В конце концов он был вознагражден за упорство и выбрался на просторную площадь, посреди которой, окруженный порядочной толпой зевак, завывал государев вестник.
— …И тому доброму человеку, что сообщит нам о судьбе названного отца нашего любезного и досточтимого Поплевы, положена будет щедрая наша награда! — заключил возвышавшийся над толпой дородный мужчина в высокой круглой шапке с пером. Он мало походил на известного Поплеве колобжегского глашатая, превосходя своего городового товарища настолько, насколько столица вообще превосходит по всем признакам прочие города и веси страны. Это был хорошо одетый, представительный господин с окладистой бородой, роскошными усами и необыкновенно зычным, переливчатым голосом — особым, столичным голосом, вероятно.
Презирая любопытство зевак всей своей важной повадкой, (что было даже и удивительно, если принять во внимание, что это были все ж таки как никак столичные зеваки), глашатай принялся скатывать лист, потом небрежно ударил в заброшенный на бедро барабан.
— Я могу сообщить о судьбе досточтимого Поплевы! — запыхавшись от спешки, воскликнул Поплева.
Дородный глашатай без всякого одобрения оглядел всклокоченного самозванца с мертвым телом пьяного человека на закорках.
— Ты можешь сообщить о судьбе названного отца нашего? — уточнил он тем же раскатистым голосом и вернулся взглядом к дохло повисшему головой Ананье.
— Могу! — подтвердил Поплева, полагая более безопасным и надежным выступать в качестве свидетеля и доносчика, чем самого Поплевы.
— Возлюбленного тестя нашего? — спросил глашатай, нисколько не смягчаясь.
— Надо полагать, возлюбленного, — пробормотал Поплева.
— Почтенным ремеслом которого был вольный промысел морской рыбы? — придирчиво продолжал глашатай, не минуя взглядом безжизненного тела Ананьи.
— Он был рыбак, — подтвердил Поплева, испытывая известную неловкость говорить о себе самом в прошедшем времени.
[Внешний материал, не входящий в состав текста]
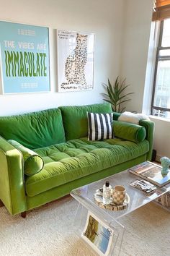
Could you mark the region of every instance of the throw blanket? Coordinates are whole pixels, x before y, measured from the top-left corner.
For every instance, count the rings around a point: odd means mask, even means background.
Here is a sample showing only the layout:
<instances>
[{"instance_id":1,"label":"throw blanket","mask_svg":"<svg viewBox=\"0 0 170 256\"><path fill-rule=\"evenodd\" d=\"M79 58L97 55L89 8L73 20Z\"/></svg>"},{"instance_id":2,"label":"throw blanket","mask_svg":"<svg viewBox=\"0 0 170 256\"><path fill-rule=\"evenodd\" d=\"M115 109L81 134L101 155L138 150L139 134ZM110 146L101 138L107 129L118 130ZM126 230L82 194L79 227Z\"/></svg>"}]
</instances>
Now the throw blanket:
<instances>
[{"instance_id":1,"label":"throw blanket","mask_svg":"<svg viewBox=\"0 0 170 256\"><path fill-rule=\"evenodd\" d=\"M128 123L133 123L136 124L139 124L139 121L143 119L150 120L148 116L145 114L135 114L128 111L122 113L118 118L118 121L127 121Z\"/></svg>"}]
</instances>

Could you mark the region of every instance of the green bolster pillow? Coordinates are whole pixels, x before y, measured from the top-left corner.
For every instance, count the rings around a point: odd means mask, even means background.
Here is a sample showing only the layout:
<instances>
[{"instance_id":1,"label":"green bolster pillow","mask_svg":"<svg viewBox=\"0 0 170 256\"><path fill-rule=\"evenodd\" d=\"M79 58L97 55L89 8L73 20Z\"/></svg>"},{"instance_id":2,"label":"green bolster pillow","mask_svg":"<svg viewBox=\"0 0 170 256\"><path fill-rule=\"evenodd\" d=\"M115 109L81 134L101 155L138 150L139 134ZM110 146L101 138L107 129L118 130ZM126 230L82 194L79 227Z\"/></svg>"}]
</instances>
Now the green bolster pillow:
<instances>
[{"instance_id":1,"label":"green bolster pillow","mask_svg":"<svg viewBox=\"0 0 170 256\"><path fill-rule=\"evenodd\" d=\"M136 143L143 141L146 136L145 127L120 121L113 121L113 131L115 137Z\"/></svg>"},{"instance_id":2,"label":"green bolster pillow","mask_svg":"<svg viewBox=\"0 0 170 256\"><path fill-rule=\"evenodd\" d=\"M42 169L44 161L40 155L29 148L24 147L17 141L9 140L8 142L22 153L24 174L27 176L34 175Z\"/></svg>"}]
</instances>

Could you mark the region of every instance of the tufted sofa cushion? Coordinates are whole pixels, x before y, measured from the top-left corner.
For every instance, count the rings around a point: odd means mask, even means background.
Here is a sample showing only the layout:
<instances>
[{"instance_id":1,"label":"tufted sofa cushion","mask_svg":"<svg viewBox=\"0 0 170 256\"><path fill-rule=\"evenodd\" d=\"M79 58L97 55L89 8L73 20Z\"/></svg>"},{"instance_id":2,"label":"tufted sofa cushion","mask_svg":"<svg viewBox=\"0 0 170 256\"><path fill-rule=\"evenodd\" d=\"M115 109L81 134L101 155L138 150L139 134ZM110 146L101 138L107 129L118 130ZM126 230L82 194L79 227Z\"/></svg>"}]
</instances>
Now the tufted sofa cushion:
<instances>
[{"instance_id":1,"label":"tufted sofa cushion","mask_svg":"<svg viewBox=\"0 0 170 256\"><path fill-rule=\"evenodd\" d=\"M42 157L43 169L26 177L26 192L33 197L53 187L146 154L149 144L115 138L88 141L87 137L35 150Z\"/></svg>"}]
</instances>

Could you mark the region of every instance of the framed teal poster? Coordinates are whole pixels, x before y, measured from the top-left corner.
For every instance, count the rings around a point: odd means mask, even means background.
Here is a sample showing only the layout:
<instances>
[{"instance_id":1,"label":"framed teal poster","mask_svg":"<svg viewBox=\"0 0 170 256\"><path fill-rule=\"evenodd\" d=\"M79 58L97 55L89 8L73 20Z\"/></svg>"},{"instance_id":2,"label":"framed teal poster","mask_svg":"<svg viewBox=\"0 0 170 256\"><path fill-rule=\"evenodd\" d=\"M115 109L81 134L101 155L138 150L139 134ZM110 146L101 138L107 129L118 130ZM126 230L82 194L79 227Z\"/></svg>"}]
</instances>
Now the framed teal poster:
<instances>
[{"instance_id":1,"label":"framed teal poster","mask_svg":"<svg viewBox=\"0 0 170 256\"><path fill-rule=\"evenodd\" d=\"M0 22L3 93L50 91L48 28Z\"/></svg>"}]
</instances>

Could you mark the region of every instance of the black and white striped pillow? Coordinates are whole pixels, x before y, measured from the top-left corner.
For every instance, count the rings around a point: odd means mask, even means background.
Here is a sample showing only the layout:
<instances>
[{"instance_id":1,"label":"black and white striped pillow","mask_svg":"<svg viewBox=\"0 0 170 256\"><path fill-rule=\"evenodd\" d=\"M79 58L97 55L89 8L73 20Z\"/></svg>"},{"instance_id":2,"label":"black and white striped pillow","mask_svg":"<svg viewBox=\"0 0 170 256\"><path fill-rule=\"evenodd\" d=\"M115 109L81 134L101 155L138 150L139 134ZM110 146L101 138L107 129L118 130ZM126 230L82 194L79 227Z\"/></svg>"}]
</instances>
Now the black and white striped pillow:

Но глашатай удовлетворился этим, оставив сомнения при себе.
— Тогда пойдем, — сказал он, не особенно примиренный. Внутренние возражения его выдавали брезгливая складка губ и важный поворот головы. А более всего сказывались они в том, что глашатай ни разу не обернулся на спутника, пока не пришли они все к тому же Чаплинову дому, где стояла у подъезда стража, пропустившая и глашатая, и Поплеву, и даже совершенно не уместного во дворце мертвяка.
Тем временем встревоженный донельзя Дивей ожидал государыню, чтобы шепнуть ей два-три слова наедине.
Что? — заглянул он в очередной раз в преддверье библиотеки, где томились две девушки и неизвестный Дивею придворный чин. Сенная девушка Лизавета, на которой остановил он вопрошающий взор, оглянулась на подругу и поднялась к выходу, стараясь не выказывать того удушливого волнения, которое вызывало у нее появление молодого окольничего. Она нашла его в боковой комнате, где Дивей нетерпеливо ощипывал растрескавшийся лист фикуса.
— У государя на коленях, — молвила Лизавета, обратив к юноше свое округлое лицо. И добавила, предупреждая вопрос: — Только что я глядела. Целуются. Я не могу соваться туда каждый час.
Полнолицая красавица с налитыми плечами, Лизавета носила тяжелые свободные платья, открытые на груди и на спине, а голову венчала округлым тюрбаном горячего багряного цвета, особый жар которому придавало золотое шитье.
— Ты должна мне помочь, — сказал Дивей, отворачиваясь. — Я должен видеть государыню тотчас, как только станет возможно.
В ухватках его сказывалась готовность свернуть на свое всякий час и в любом месте разговора.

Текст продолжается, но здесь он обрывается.